The WA state coroner has stepped into the controversy surrounding a reported serial killer.
The move followed reports in The Weekend West that a nationwide search had been launched for the victim of a Perth man who committed suicide last year after reportedly leaving a note confessing to three murders.
It's understood police are certain that Richard Edward Dorrough killed Broome woman Sara-Lee Davey in 1997 and Sydney prostitute Rachael Campbell in 1998.
Detectives are searching through missing persons and unsolved murder files to try to identify the third victim.
In a statement issued on Saturday morning, the WA Police Media Unit said: "As an inquest into Sara-Lee Davey's disappearance has been scheduled for April 2016 the State Coroner has directed WA Police not to reveal, or confirm, the contents of the note attributed to Richard Dorrough in this morning's Weekend West."
Sara-Lee Davey disappeared in 1997. The bubbly 21-year-old came from the Bardi Aboriginal Community at One Arm Point on the Dampier Peninsula, three hours drive north of Broome.

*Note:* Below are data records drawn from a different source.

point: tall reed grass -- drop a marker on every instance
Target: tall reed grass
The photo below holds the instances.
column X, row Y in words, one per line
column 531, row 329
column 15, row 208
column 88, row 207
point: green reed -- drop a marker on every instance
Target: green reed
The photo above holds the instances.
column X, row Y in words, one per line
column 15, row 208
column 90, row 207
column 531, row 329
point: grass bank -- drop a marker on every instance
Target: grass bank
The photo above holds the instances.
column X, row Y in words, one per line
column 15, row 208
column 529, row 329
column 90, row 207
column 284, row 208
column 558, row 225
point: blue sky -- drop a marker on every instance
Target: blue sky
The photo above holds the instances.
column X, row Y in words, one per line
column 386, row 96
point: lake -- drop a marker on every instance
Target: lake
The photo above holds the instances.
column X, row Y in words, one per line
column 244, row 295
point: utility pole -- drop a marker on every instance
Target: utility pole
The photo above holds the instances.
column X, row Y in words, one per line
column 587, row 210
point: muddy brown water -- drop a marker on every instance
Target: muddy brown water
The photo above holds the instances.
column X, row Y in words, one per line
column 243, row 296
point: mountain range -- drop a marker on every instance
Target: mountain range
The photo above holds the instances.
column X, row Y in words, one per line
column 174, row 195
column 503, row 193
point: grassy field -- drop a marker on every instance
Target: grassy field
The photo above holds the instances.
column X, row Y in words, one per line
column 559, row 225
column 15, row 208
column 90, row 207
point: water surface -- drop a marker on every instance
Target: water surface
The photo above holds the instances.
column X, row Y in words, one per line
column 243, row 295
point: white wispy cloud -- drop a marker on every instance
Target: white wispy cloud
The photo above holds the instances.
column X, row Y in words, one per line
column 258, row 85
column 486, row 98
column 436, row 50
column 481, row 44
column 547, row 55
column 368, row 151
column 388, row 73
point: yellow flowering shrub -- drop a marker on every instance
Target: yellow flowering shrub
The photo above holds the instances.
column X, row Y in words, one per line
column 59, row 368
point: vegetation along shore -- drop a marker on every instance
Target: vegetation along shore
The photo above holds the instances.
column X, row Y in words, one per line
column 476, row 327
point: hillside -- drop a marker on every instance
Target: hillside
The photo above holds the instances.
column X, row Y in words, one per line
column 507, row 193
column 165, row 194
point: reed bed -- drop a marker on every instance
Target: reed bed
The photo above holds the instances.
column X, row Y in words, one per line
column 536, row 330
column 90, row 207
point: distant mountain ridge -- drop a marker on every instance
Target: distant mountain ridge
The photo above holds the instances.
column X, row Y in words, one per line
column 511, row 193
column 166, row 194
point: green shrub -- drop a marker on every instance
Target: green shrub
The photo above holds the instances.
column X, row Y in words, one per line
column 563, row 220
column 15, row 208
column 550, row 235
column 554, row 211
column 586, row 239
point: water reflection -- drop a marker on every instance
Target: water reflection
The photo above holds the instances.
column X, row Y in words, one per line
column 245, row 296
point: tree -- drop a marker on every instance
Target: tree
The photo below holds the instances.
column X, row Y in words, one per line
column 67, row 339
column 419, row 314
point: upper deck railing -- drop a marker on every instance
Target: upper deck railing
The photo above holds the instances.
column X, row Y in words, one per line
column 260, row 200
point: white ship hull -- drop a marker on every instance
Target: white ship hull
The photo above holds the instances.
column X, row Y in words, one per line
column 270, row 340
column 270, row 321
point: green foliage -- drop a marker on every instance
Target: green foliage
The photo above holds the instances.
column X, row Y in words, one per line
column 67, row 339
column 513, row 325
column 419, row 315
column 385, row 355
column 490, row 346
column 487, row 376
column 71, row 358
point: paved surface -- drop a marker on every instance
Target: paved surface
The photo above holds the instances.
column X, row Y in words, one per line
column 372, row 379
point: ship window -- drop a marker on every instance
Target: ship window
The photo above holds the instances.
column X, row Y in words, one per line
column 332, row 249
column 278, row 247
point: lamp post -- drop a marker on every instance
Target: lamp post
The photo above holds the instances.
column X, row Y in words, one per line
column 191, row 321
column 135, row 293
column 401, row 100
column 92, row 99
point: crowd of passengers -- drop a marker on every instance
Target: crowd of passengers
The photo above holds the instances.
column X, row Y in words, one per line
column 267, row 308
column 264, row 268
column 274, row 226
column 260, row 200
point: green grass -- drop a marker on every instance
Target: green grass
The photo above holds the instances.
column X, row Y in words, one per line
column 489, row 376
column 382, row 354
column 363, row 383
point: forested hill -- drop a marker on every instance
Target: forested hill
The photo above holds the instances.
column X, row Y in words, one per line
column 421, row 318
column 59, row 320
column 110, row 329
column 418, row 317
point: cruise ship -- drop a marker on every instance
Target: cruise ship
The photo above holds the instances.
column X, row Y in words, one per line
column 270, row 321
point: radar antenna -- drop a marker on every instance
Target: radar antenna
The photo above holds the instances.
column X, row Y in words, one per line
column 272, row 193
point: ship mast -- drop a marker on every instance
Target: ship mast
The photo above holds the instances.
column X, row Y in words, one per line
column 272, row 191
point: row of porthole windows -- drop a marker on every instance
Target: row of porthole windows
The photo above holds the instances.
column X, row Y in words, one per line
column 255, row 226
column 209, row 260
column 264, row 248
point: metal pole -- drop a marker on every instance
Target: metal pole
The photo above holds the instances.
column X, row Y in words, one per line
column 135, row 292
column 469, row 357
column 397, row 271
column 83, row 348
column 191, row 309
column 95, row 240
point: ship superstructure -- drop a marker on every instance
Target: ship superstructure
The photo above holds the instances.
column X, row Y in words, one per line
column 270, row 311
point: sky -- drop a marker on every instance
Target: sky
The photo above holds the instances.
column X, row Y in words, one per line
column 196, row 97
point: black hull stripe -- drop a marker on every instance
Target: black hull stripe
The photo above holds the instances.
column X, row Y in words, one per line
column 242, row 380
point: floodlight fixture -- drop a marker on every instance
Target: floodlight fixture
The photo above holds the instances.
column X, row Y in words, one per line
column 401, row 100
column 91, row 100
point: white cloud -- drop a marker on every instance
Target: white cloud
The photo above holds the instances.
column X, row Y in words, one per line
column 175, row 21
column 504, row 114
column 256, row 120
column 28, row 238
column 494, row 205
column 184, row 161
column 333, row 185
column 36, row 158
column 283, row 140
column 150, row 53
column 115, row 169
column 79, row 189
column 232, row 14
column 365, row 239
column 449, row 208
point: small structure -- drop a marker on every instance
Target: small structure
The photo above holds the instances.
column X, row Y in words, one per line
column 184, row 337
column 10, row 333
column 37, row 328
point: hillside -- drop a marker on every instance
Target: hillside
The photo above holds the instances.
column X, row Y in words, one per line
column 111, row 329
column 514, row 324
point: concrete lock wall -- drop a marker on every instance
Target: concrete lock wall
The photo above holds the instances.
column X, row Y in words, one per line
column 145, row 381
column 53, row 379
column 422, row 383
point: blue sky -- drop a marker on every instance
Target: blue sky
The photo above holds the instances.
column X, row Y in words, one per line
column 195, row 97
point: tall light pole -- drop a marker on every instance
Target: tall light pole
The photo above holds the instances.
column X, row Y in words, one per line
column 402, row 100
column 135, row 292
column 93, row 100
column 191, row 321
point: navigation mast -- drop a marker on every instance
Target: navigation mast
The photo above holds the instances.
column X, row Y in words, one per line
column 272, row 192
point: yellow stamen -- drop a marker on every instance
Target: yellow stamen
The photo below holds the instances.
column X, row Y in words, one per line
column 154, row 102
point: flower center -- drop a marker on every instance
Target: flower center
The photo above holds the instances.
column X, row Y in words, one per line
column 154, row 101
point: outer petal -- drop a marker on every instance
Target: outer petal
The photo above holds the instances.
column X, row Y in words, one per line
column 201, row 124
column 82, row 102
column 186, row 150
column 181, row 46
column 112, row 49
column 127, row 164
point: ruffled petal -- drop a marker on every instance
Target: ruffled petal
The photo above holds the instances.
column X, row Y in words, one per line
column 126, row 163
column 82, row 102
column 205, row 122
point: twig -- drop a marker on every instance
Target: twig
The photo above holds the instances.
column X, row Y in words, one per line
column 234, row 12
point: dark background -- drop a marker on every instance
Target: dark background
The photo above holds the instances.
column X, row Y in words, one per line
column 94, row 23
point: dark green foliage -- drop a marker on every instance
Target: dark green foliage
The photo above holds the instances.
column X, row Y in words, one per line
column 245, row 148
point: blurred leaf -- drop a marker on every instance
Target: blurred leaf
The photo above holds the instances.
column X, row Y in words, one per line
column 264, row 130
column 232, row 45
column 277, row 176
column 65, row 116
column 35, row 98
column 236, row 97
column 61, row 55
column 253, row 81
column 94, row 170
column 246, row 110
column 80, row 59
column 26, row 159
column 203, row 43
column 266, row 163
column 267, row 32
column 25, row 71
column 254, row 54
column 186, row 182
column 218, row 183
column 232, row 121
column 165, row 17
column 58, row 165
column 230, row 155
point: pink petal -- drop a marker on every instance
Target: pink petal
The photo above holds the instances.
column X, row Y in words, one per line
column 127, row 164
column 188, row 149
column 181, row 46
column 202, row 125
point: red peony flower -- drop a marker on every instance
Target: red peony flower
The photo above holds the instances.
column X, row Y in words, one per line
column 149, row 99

She was last seen on January 14 when she called at a house on Saville Street in Broome to collect a handbag and told relatives she would return later. The car that she was driving was never found.
The Weekend West reported that Dorrough, who was 19-years-old at the time and on shore leave from HMAS Geelong, met Ms Davey at a nightclub. Reportedly a taxi driver told police he drove the pair to Broome Port after which Ms Davey was never seen again.
Detectives interviewed Dorrough some weeks later but did not lay charges, saying there was a lack of evidence against the sailor.
After Ms Davey's disappearance there were many theories about what could have happened to her..
At one point Bradley Murdoch, the man convicted of murdering Peter Falconio, was being investigated because he went to live in the Kimberley region in August 1996, five months before Ms Davey disappeared.
Murdoch was convicted of shooting dead Peter Falconio - a British backpacker whose body has never been found. However police never brought charges against him regarding Ms Davey.
Another theory was that the 21-year-old had simply run away, but her close-knit family have never believed that.
Her mother, Irene Davey, talked about her daughter's disappearance to Fairfax reporter Lindsay Murdoch in the wake of the Bradley Murdoch case.
Mrs Davey, who runs cultural tours at One Arm Point, has always been adamant that her daughter did not run away.
"No way did she do that," Mrs Davey said. "Her bank account has never been touched and she was too close to her family."